One way to examine the nature of human information processing is to explore the impact of stimuli on the reaction to subsequent stimuli. In sequential priming paradigms, briefly shown prime stimuli are followed by target stimuli, which are to be responded to. Differences in target performance as a function of the relationship between the primes and the targets can provide insight into the functional structure of semantic memory as well as the processes involved in early encoding of stimulus processing (Spruyt, Gast, & Moors, 2011). While there are many ways in which prime and target stimuli might be related, most studies have looked at the impact of evaluative relatedness (e.g., sun-friendship), associative relatedness (e.g., bread-butter), and/or category relatedness (e.g., goat-dog; for a more detailed discussion, see Hutchison, 2003).

In one variant of this paradigm, the pronunciation (or naming) task is used. In this task, stimuli can be words or pictures and participants are to read out or name the target. If prime and target are semantically related, pronunciation is often facilitated (i.e., responses to the target are faster and more accurate) relative to the case in which they are not related. This is called a semantic priming effect. However, not all types of prime-target relationships must necessarily influence responses to the targets. The facilitation via associative relationships has been well established (see Hutchison, 2003; Neely, 1991). In contrast, experiments investigating evaluative prime-target relationships have thus far produced mixed results (e.g., Bargh, Chaiken, Raymond, & Hymes, 1996; Klauer & Musch, 2001; Spruyt, Hermans, Pandelaere, De Houwer, & Eelen, 2004; for categorical relationships, see Hutchison, 2003; Lucas, 2000; Williams, 1996). Importantly, some experimental manipulations appear to increase the chances of obtaining the evaluative priming effect in the pronunciation/naming task. For instance, researchers have employed pictures to increase prime salience (e.g., Spruyt & Hermans, 2008) or degraded targets to increase processing difficulty (e.g., De Houwer, Hermans, & Spruyt, 2001). To account for such findings, it has also been argued that feature-specific attention allocation might play an important role in pronunciation tasks. More specifically, it was hypothesized that (task-irrelevant) semantic prime information will affect target responding only if and to the extent that it is selectively attended to (Everaert, Spruyt, & de Houwer, 2011; Spruyt, de Houwer, & Hermans, 2009; Spruyt, de Houwer, Hermans, & Eelen, 2007; see also Kiefer, & Marten, 2010, and Storbeck & Robinson, 2004, for related arguments).

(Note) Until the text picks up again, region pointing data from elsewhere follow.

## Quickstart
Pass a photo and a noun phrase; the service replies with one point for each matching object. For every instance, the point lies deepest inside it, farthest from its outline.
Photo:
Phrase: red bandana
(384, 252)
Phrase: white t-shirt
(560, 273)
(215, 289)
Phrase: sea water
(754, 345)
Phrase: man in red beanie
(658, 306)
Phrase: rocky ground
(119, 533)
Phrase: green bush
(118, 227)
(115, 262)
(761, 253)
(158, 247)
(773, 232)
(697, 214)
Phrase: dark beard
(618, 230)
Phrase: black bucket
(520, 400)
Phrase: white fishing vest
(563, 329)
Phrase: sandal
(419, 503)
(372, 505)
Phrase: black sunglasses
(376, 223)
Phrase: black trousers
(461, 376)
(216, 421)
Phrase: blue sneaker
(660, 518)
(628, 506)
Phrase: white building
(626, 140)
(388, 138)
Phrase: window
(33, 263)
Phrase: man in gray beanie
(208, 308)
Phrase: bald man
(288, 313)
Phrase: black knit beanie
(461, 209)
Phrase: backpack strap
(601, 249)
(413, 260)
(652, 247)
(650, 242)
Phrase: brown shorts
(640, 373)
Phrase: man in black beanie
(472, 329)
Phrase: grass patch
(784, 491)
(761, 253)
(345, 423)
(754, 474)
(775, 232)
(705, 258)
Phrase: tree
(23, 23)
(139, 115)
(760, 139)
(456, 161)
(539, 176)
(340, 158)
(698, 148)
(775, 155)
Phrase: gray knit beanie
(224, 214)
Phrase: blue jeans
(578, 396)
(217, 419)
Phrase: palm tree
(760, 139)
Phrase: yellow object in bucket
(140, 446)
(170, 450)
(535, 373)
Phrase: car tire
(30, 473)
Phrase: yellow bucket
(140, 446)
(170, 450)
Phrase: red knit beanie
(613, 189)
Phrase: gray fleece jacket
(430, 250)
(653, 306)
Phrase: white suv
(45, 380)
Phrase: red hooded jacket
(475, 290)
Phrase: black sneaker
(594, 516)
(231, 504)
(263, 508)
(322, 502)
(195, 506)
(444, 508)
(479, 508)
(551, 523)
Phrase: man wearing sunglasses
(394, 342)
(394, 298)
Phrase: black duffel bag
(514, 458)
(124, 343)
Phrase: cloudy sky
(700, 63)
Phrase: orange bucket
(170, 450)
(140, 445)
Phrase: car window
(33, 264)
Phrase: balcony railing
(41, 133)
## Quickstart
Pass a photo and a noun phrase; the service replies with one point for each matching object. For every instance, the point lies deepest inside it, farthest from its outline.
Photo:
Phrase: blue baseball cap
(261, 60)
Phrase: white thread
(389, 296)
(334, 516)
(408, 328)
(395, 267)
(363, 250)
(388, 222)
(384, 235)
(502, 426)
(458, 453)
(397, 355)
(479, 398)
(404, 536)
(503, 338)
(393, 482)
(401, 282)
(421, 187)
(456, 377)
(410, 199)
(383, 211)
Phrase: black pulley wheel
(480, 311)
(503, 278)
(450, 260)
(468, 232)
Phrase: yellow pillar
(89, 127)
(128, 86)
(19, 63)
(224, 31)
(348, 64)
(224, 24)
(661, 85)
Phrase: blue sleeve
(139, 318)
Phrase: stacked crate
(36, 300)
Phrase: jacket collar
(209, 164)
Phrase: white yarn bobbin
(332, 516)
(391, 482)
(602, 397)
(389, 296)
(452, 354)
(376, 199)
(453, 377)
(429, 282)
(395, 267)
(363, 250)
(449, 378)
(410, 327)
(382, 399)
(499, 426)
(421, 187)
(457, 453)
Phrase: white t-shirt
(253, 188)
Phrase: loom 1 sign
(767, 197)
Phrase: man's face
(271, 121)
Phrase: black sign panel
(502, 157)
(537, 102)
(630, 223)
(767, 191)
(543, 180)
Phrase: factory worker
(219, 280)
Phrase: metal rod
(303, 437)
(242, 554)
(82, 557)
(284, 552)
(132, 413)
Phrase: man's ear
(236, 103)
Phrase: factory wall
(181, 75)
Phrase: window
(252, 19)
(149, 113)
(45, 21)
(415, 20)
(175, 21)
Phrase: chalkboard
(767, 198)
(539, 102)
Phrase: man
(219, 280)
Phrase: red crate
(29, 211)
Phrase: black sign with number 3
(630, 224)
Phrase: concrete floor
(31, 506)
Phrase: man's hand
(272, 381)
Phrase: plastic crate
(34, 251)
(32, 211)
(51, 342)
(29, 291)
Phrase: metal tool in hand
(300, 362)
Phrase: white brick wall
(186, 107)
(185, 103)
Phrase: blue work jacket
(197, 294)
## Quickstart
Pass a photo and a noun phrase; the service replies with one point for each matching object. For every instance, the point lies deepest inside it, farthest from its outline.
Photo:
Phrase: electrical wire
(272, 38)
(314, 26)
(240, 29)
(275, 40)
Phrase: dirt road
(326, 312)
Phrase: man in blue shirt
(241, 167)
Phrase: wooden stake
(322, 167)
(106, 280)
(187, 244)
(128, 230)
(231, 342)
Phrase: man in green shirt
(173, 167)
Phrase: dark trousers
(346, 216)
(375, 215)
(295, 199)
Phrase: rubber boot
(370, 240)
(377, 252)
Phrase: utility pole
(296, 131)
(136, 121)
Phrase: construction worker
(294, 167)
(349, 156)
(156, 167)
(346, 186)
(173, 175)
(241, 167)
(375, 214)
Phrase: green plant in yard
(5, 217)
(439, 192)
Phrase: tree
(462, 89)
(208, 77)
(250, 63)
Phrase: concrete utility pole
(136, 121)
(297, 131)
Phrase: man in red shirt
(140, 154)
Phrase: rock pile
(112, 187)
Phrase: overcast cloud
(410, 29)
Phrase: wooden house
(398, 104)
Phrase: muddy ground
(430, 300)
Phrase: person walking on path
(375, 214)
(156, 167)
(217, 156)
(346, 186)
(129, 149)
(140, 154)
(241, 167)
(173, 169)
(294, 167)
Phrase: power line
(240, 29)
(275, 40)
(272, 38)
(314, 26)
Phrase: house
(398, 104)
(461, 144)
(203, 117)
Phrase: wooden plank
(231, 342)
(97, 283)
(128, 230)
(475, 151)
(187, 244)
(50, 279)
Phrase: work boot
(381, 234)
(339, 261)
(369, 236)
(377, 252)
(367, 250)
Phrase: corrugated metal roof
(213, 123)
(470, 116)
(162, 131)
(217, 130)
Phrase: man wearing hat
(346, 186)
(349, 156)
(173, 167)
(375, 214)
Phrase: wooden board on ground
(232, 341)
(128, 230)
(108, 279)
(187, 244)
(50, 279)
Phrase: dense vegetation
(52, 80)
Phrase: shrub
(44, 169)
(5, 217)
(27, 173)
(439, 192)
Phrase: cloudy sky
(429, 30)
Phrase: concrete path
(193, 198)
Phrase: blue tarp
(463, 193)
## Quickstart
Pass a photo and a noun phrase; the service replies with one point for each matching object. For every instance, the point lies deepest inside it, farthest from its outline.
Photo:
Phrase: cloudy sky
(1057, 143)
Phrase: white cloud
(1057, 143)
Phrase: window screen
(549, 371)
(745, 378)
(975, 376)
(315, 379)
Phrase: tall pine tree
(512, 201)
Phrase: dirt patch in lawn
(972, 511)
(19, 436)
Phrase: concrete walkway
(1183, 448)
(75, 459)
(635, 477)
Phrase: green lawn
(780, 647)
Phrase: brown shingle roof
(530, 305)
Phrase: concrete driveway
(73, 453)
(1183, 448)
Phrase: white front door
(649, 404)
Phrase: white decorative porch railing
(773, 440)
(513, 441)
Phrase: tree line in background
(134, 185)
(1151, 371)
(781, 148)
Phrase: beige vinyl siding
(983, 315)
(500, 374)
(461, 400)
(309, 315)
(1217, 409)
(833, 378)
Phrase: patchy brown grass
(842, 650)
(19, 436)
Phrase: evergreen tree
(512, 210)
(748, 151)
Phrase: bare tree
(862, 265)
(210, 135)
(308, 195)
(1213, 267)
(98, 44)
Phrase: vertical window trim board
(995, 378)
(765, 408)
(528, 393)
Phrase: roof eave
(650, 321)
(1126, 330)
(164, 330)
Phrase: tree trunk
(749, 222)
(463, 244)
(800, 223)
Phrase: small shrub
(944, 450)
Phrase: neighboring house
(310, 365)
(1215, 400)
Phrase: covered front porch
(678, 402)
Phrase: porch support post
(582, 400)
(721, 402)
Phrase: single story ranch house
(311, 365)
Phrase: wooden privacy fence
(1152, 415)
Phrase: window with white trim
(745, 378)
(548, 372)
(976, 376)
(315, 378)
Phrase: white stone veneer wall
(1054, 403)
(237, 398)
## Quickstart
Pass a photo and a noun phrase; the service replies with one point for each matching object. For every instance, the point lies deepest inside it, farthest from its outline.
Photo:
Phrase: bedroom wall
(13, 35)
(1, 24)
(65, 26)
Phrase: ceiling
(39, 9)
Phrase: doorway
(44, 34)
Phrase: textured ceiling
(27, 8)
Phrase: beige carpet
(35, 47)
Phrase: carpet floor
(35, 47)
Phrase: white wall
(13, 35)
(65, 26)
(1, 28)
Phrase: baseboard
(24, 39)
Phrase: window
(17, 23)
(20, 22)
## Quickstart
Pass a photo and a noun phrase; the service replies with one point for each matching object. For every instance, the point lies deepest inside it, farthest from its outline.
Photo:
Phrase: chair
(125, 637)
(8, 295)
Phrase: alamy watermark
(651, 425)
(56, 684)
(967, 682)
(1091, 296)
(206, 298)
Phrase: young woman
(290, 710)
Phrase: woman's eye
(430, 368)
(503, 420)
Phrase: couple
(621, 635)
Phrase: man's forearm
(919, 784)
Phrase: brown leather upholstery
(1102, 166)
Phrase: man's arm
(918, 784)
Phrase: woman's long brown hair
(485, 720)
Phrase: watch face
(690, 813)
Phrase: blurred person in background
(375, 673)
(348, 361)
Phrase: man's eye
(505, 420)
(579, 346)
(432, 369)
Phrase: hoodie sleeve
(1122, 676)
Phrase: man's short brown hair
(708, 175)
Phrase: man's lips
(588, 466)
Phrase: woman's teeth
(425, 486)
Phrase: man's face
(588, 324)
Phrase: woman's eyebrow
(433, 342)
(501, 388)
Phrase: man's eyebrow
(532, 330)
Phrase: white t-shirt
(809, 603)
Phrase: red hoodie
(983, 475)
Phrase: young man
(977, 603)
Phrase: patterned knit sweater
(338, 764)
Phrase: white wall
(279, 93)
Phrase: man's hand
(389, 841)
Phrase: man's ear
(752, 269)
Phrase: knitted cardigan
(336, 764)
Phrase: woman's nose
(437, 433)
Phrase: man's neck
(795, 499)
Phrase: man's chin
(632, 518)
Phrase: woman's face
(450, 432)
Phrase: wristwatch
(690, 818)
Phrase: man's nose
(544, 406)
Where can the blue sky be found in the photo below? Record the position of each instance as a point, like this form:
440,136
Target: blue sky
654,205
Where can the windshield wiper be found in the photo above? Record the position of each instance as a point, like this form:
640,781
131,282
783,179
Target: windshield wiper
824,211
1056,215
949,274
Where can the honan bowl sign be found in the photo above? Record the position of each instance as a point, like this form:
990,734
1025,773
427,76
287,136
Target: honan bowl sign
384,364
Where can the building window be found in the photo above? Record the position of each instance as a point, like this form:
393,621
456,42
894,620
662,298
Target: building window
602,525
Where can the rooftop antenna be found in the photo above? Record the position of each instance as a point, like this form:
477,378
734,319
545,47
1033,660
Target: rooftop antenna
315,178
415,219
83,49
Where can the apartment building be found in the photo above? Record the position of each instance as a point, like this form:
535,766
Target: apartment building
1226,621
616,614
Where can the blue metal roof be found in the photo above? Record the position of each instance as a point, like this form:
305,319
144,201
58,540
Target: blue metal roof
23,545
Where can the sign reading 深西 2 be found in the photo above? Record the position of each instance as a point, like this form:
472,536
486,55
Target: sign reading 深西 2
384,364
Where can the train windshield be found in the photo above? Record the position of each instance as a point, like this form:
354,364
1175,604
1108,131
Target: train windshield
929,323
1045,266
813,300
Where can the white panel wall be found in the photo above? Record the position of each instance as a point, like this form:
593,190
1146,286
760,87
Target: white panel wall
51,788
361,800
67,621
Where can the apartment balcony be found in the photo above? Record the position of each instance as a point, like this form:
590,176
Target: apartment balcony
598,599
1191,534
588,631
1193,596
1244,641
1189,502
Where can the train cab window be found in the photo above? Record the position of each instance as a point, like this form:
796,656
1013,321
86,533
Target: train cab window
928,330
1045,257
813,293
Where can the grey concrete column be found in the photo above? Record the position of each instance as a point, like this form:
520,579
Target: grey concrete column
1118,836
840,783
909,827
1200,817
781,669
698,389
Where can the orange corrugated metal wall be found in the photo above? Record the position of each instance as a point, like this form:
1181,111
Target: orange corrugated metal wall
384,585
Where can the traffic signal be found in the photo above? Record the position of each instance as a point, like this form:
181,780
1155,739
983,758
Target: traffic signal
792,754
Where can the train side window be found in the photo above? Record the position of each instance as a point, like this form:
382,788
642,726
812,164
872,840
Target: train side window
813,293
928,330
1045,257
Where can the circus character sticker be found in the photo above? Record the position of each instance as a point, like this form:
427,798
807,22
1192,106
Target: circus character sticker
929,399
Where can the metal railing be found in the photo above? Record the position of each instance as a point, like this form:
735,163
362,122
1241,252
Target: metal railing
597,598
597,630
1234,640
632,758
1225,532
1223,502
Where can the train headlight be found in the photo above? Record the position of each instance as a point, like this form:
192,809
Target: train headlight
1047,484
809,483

Importantly, this line of research is part of a broader debate in cognitive psychology that has been conducted over the past 20 years. Typically, associative priming effects have been explained by mechanisms of early-state cognitive processing: Due to spreading of activation, the very encoding of a target stimulus is assumed to proceed more efficiently when it is preceded by an associatively related prime stimulus as compared to when it is preceded by an associatively unrelated prime stimulus. Some theorists have argued that similar mechanisms may be at play with other prime-target relationships such as evaluative congruency (e.g., Wentura & Rothermund, 2003). For example, Bargh et al. (1996) suggested that the mere perception of a prime stimulus is sufficient to activate all other concepts of the same valence in memory. Others, however, have argued that evaluative incongruency of prime and target results in an internal conflict that consumes cognitive resources (Gast, Werner, Heitmann, Spruyt, & Rothermund, 2014; Hermans, Van den Broeck, & Eelen, 1998), leading to depressed task performance. Finally, some scholars have questioned the assumption that evaluative information can influence subsequent early-stage encoding processes (e.g., Klauer, Roßnagel, & Musch, 1997). In their view, facilitated target responding (“evaluative priming”) will occur only if primes and targets can, in principle, elicit the same response tendency or response tendencies with feature overlap.Footnote 1 For instance, in the standard evaluative priming task (Fazio, Sabonmatsu, Powell, & Kardes, 1986), participants are instructed to categorize targets as positive or negative. Here, primes and targets might activate the same or different response tendencies, thereby facilitating or hindering target performance, respectively. This response-level account of evaluative priming has received much empirical and theoretical support (e.g., De Houwer, Hermans, Rothermund, & Wentura, 2002; Klinger, Burton, & Pitts, 2000; Wentura, 1999; Spruyt et al., 2007).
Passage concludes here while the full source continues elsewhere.